Currently, only men’s NCAA tournament teams earn units by advancing in the bracket. Each team that earns a bid to the tournament will earn a unit for its conference, with more units up for grabs based on wins in the tournament. Total revenue from tournament units goes to the conference of the team that earned them and is distributed among the universities over a six-year period. It comes from part of the income that the tournament itself brings in annually. The women’s tournament has not historically generated enough revenue to justify setting aside money for a unit system.

Women’s college basketball reached a big moment during the 2021 NCAA Tournament when the disparity in treatment between men and women became apparent to the public. While those within the sports world had known for years that the NCAA was favoring men’s basketball at the expense of other sports, a TikTok post from then-Oregon center Sedona Prince sparked a much broader outrage and momentum for change.

@sedonerrr

it’s 2021 and we’re still fighting for bits and pieces of equality. #ncaa #inequality #fightforchange

♬ original sound – Sedona Prince

Prince’s tweet was viewed 12.3 million times as the college star pointed out fundamental inequalities and highlighted key differences between the women’s and men’s tournament in food provided to teams, access to weight rooms and even swag bags. Players and coaches also spoke out about other areas that showed how the athletes were treated differently, such as the fact that there were 68 men’s teams compared to 64 women’s, and the use of “March Madness” branding only for the men’s tournament.

Within a week of Prince’s tweet, the NCAA had hired the law firm of Kaplan, Hecker & Fink LLP to conduct an independent equity review of the NCAA. In August 2021, the company released its 117-page review, popularly known as the “Kaplan Report” – of the NCAA’s gender parity within basketball championships. The Kaplan report recommended that the NCAA spin off the women’s basketball tournament separately from other sports, suggesting a higher rating, and said the NCAA had created disparities in the tournaments by having different people work to organize them without proper discuss whether they were comparable. .

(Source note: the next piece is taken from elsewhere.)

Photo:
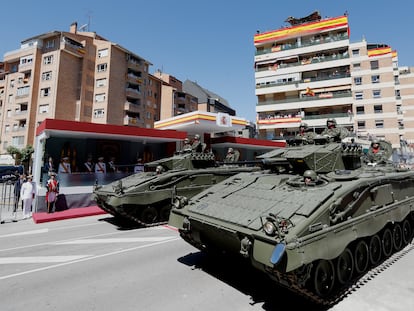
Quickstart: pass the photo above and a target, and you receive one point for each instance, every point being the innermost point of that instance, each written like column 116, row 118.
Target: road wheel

Baker and the NCAA’s media rights advisers said they evaluated all possible options, including going to the open market and trying to sell a standalone women’s basketball tournament package, but chose not to.

“If the market had shown us and Endeavor that it would be worth doing that, we absolutely would have gone in that direction,” Baker said.

Several experts from the sector have said this The Athletics last year that it would make the most sense for the NCAA to hold the women’s tournament on ESPN, a partner that broadcasts so much of the sport’s regular season that it would be incentivized to cover the sport leading up to the big postseason event. Brodkin said there would be no better option than an offer to triple their current deal, in addition to increasing investment in production, marketing and storytelling while putting more games on ABC.

“Unbundling for the sake of unbundling – you would have to go through the exercise of who and how is someone going to do more than that?” Brodkin said.

Last season, the women’s title game first aired on ABC, and ESPN announced in October that it would air again on ABC this season — albeit not in prime time. More women’s sporting events could be placed on ABC or in better windows as both sides agreed to meet regularly to consider changes to maximize visibility of events that require it.